University of Tokyo interested in organizational analysis methodology developed by Department of Industrial Engineering

  • Professor Osvaldo García was invited to give a presentation on an organizational self-observation tool, called CLEHES©, to postdoctoral students of Takashi Ikegami Laboratory, an institution specialized in the field of artificial life, at University of Tokyo.

More than ten years ago, Osvaldo García, professor at the Department of Industrial Engineering of Universidad de Santiago, started to develop CLEHES, a tool that intends the individual to generate learning, both at a personal level and at workl, through self-observation and the observation of interactions among human beings and their constituting networks, developing a diagnosis and an organizational design through Body, Language, Emotion, History, Eros and Silence (CLEHES©, its acronym in Spanish).

The contribution made by the course given by professor García, called Human Reengineering for Action (Rihpla, its acronym in Spanish), of the Department of Industrial Engineering, together with the academic prominence and prestige of CLEHES, made the publication of this innovative tool to be among the 100 most important international scientific publications in the field. In turn, it called the attention of different institutions that were interested in this emerging and effective technology.

For this reason, the professor Takashi Ikegami´s artificial life laboratory at the renowned University of Tokyo, in Japan, contacted professor García and invited him to give a presentation in September 2013 to graduate students at that Asian institution.

Professor García explained that, at Takashi Ikegami Laboratory, where the latest advances in robotics are being developed, they had a closed seminar for postdoctoral students and, besides, they explored the applications of CLEHES to the field of artificial life.”

“Students there made an effort to evaluate what changes could be made to apply some aspects of CLEHES´ structural dynamics to robot building,” García said. “We even talked about the possibility of generating a CLEHES-Robotics tool in collaboration with our University,” he added.

Professor García, an academic at Universidad de Santiago, stressed that, in Japan, robot building “is not approached through aggressive or merely recreational policies. It is considered a contribution to society, for example, to help senior citizens.” Therefore, the social self-observation tool CLEHES would be very useful.

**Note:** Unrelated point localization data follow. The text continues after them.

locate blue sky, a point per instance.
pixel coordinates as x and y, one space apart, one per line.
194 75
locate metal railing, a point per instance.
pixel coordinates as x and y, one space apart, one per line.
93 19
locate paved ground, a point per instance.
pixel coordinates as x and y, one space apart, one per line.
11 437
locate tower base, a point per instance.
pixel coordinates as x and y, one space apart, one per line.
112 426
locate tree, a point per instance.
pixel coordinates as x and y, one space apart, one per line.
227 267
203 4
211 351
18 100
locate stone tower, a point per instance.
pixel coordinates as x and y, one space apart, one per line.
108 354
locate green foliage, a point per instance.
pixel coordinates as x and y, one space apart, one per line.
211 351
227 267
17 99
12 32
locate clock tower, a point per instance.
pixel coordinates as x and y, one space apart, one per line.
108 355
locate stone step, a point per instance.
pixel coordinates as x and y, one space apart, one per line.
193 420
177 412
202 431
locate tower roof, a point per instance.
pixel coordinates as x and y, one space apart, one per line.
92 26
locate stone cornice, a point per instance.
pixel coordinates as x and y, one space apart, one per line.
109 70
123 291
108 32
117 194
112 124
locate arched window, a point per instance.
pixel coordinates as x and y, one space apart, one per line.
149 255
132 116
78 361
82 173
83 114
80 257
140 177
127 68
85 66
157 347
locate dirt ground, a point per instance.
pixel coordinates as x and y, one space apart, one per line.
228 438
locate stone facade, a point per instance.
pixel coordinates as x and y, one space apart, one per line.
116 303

Professor García showed himself satisfied with the new possibilities of internationalization and collaborative work with Japanese specialists opened by the research during the Rihpla course and CLEHES, and besides, he highlighted the concept of applied “ortho-discipline”, that is to say, to respect the autonomy of the different specialists involved in a collaborative project.

“In the Japanese culture, it takes time to establish collaborative relationships, but even so, we were able to forge significant links with them and also with the Japanese Embassy, where entrepreneurship and innovation are developing valuable bilateral ties,” professor García concluded.

CLEHES used by young researchers

Susana Gómez, who is doing her dissertation on diagnosis for her Master´s degree in Engineering Sciences using CLEHES technology, said that this innovative tool has been very useful to young students who pursue a specialization in management solutions.

“The networks created due to the international prominence of CLEHES have been amazing,” she said.

“This is a really new tool for management that is gaining strength and is being put into practice. Japanese specialists have the theoretical knowledge and the laboratories, but they have not put this technology into practice. Here in Chile, we have taken it to companies and schools and we have also applied it in our academic unit both in undergraduate and graduate students,” she said

For his part, Roberto Álvarez, a student who obtained his Master´s degree in Engineering Sciences by doing his dissertation using CLEHES to solve organizational problems said: “This management tool has been very helpful for my professional career and for working at big companies.”

“Besides, studying and applying this meta-discipline has helped us to open opportunities and to differentiate ourselves from other universities’ students,” he concluded.